Criminal law expert James Grant told News24 that no person may be compelled to give an explanation to a police officer as to any circumstance in which she or he is found without infringing that person's right to silence.

"There exists in our law two possible exceptions to this rule. The one is that a police officer may require a reasonable explanation where there is a reasonable suspicion that items in a person's possession are stolen.

"Another exists – perhaps not at the instance of a police officer – but at the instance of the machinery of the state (both the police and prosecution) – who are entitled to being advised of an alibi defence in advance of a criminal trial.

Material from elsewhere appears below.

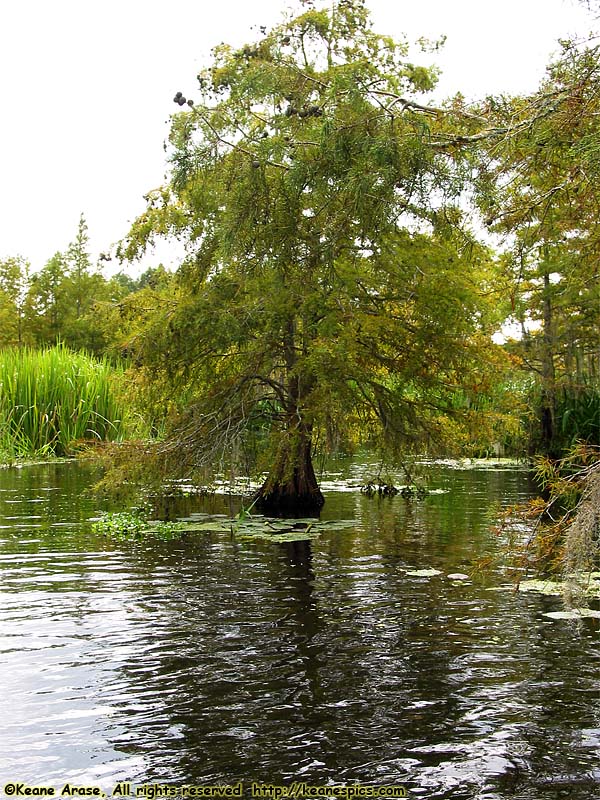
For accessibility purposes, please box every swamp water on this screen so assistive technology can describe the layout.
[0,460,599,799]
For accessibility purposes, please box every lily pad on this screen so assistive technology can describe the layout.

"Otherwise an officer may not compel a person to disclose a defence available to that person, and she or he is under no obligation to prove to the satisfaction of a police officer anything as to the legitimacy of his or her situation."

No legal duty to explain possession of cigarettes

Wits School of Law Professor Stephen Tuson has the same opinion: there is no legal duty to explain why a person is in possession of cigarettes.

Tuson added that any threat to reveal this is ill-conceived and illegal.

In addition, one may not be arrested for failing or indeed refusing to give an explanation as to how one came into possession of cigarettes, Grant added.

Silence, in this instance, is not proof of guilt, and there can be no easy inference of guilt if cigarettes are in a person's possession.

Grant also contended that, in terms of the Criminal Procedure Act, which has not been suspended during the lockdown, a police official may also not arrest a person for suspected contravention of any Covid-19 regulation – unless the offence is committed in the officer's presence.

"As regards arrest – and speaking only of instances where an officer does not witness a suspected offence, but is able only to form a reasonable suspicion that a suspect has committed an offence – an officer may only arrest this person if the officer forms a reasonable suspicion that an offence has been committed and that it is a Schedule 1 offence."

Schedule 1 offences include murder, rape, kidnapping, robbery, assault GBH, culpable homicide and fraud. These offences can carry heavy sentences if convicted.

Given that the contravention of the regulations holds a fine and/or imprisonment of no more than six months, contravening the regulations is not a Schedule 1 offence.